DMD64 D Compiler v2.076.1
---
$ dmd complex.d -O -inline -release
With cfloat: 75 ms, 688 μs, and 2 hnsecs
With cdouble: 61 ms, 546 μs, and 7 hnsecs
With Complex!float: 161 ms, 816 μs, and 8 hnsecs
With Complex!double: 109 ms, 66 μs, and 1 hnsec
---

There seems to be room for improvement in dmd or the general phobos implementation.

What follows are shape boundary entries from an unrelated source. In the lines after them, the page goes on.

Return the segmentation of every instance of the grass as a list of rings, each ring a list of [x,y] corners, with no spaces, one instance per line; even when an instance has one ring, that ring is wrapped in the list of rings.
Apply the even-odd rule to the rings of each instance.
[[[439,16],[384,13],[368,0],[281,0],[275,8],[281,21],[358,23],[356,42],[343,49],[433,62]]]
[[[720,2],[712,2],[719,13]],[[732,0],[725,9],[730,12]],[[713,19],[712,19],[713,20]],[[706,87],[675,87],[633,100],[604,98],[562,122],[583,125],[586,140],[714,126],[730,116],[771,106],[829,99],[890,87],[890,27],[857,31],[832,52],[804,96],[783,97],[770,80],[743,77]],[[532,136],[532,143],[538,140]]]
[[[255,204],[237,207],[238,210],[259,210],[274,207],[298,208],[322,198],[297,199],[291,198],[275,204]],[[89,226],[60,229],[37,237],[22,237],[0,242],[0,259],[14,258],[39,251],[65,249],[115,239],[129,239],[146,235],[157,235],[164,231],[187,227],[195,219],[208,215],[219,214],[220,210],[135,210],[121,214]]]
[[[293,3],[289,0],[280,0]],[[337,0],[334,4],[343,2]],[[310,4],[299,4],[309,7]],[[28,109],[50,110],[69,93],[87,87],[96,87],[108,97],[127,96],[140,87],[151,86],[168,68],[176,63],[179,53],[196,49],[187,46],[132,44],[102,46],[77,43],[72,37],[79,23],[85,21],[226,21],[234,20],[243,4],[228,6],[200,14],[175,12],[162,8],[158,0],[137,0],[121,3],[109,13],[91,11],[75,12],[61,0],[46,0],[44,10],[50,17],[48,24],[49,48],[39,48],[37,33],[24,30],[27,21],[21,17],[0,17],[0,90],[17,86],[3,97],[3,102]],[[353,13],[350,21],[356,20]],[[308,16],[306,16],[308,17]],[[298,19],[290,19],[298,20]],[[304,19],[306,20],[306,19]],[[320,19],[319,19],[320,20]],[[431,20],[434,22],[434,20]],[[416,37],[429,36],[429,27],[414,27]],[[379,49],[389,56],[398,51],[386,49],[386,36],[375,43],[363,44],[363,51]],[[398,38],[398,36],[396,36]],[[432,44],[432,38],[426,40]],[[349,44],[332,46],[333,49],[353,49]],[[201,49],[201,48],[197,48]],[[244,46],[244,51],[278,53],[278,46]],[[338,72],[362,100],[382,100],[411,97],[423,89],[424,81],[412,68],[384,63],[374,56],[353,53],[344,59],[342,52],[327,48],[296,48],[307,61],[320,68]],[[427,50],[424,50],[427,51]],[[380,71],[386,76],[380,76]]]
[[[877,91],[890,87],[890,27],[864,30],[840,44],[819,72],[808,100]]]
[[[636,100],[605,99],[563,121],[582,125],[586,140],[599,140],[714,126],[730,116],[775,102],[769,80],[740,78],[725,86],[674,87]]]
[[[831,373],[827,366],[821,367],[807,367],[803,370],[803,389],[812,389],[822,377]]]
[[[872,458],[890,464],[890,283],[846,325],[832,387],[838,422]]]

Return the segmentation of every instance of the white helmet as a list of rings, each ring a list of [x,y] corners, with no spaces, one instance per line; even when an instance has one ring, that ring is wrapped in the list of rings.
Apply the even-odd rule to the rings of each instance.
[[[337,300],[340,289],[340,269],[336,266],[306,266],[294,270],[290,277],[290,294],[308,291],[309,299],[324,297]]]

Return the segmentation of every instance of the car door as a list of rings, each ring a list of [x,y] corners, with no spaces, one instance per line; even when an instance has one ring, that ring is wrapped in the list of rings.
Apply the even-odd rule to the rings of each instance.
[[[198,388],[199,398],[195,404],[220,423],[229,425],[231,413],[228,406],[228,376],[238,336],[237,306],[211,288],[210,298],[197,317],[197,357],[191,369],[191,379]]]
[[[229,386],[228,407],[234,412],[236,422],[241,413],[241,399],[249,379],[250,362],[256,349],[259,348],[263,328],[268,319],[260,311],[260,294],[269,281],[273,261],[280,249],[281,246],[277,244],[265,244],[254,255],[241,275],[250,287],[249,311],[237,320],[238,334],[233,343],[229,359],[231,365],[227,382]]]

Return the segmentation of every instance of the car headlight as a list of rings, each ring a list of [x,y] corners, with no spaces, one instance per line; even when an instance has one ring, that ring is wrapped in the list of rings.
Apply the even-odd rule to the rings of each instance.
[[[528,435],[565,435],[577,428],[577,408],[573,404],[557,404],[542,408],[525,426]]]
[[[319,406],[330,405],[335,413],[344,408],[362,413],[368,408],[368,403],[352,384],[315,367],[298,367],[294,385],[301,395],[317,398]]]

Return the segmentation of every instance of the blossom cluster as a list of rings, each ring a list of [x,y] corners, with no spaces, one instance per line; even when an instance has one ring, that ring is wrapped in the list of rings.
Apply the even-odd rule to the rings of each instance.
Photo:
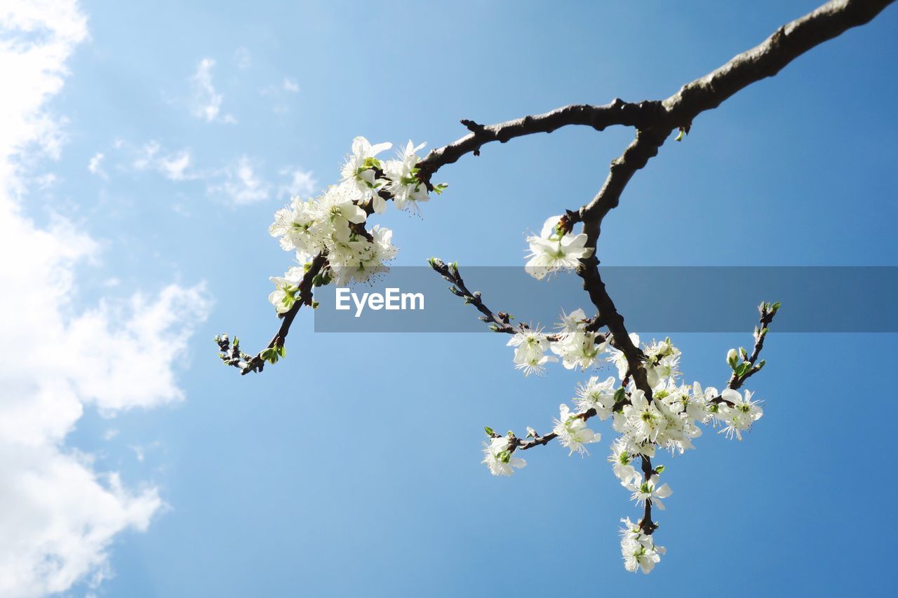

gdc (GCC) 8.0.1 20180226 (2.076.1 library and patches)
---
$ gdc complex.d -O2 -frelease
With cfloat: 154 ms, 871 μs, and 8 hnsecs
With cdouble: 59 ms, 205 μs, and 7 hnsecs
With Complex!float: 32 ms, 566 μs, and 5 hnsecs
With Complex!double: 34 ms, 961 μs, and 6 hnsecs
---

However with gdc, std.complex is /faster/ than native.

--
March 20, 2018
https://issues.dlang.org/show_bug.cgi?id=18627

--- Comment #4 from ponce <aliloko@gmail.com> ---
This benchmark is a variation that does only division.

--- divide.d

import std.string;
import std.datetime;
import std.datetime.stopwatch : benchmark, StopWatch;
import std.complex;
import std.stdio;
import std.math;

void main()
{
    int[] divider = new int[1024];
    cfloat[] A = new cfloat[1024];
    cdouble[] B = new cdouble[1024];
    Complex!float[] C = new Complex!float[1024];
    Complex!double[] D = new Complex!double[1024];
    foreach(i; 0..1024)
    {
        divider[i] = (i*69060) / 10000;
        // Initialize with something
        A[i] = i + 1i;
        B[i] = i + 1i;
        C[i] = Complex!float(i, 1);
        D[i] = Complex!double(i, 1);
    }

    void justDivide(ComplexType)(ComplexType[] arr)
    {
        int size = cast(int)(arr.length);
        for (int i = 0; i < size; ++i)
        {
            arr[i] = divider[i] / arr[i];
        }
    }

    void fA()
    {
        justDivide!(cfloat)(A);
    }

    void fB()
    {
        justDivide!(cdouble)(B);
    }

    void fC()
    {
        justDivide!(Complex!float)(C);
    }

    void fD()
    {
        justDivide!(Complex!double)(D);
    }

    auto r = benchmark!(fA, fB, fC, fD)(1000000);

    {
        writefln("With cfloat: %s", r[0] );
        writefln("With cdouble: %s", r[1] );
        writefln("With Complex!float: %s", r[2] );
        writefln("With Complex!double: %s", r[3] );
    }
}

RESULTS

* With ldc 1.8.0 64-bit:

$ ldc2.exe -O3 -enable-inlining -release divide.d -m64
$ divide.exe

With cfloat: 7 secs, 623 ms, 829 ╬╝s, and 9 hnsecs
With cdouble: 7 secs, 594 ms, 449 ╬╝s, and 8 hnsecs
With Complex!float: 7 secs, 988 ms, 642 ╬╝s, and 4 hnsecs
With Complex!double: 15 secs, 501 ms, 128 ╬╝s, and 4 hnsecs


* With ldc 1.8.0 32-bit:

$ ldc2.exe -O3 -enable-inlining -release divide.d -m32
$ divide.exe

With cfloat: 7 secs, 618 ms, 202 ╬╝s, and 1 hnsec
With cdouble: 7 secs, 593 ms, 777 ╬╝s, and 2 hnsecs
With Complex!float: 7 secs, 958 ms, 692 ╬╝s, and 9 hnsecs
With Complex!double: 15 secs, 414 ms, and 344 ╬╝s


This show that even with latest LDC you can have a regression.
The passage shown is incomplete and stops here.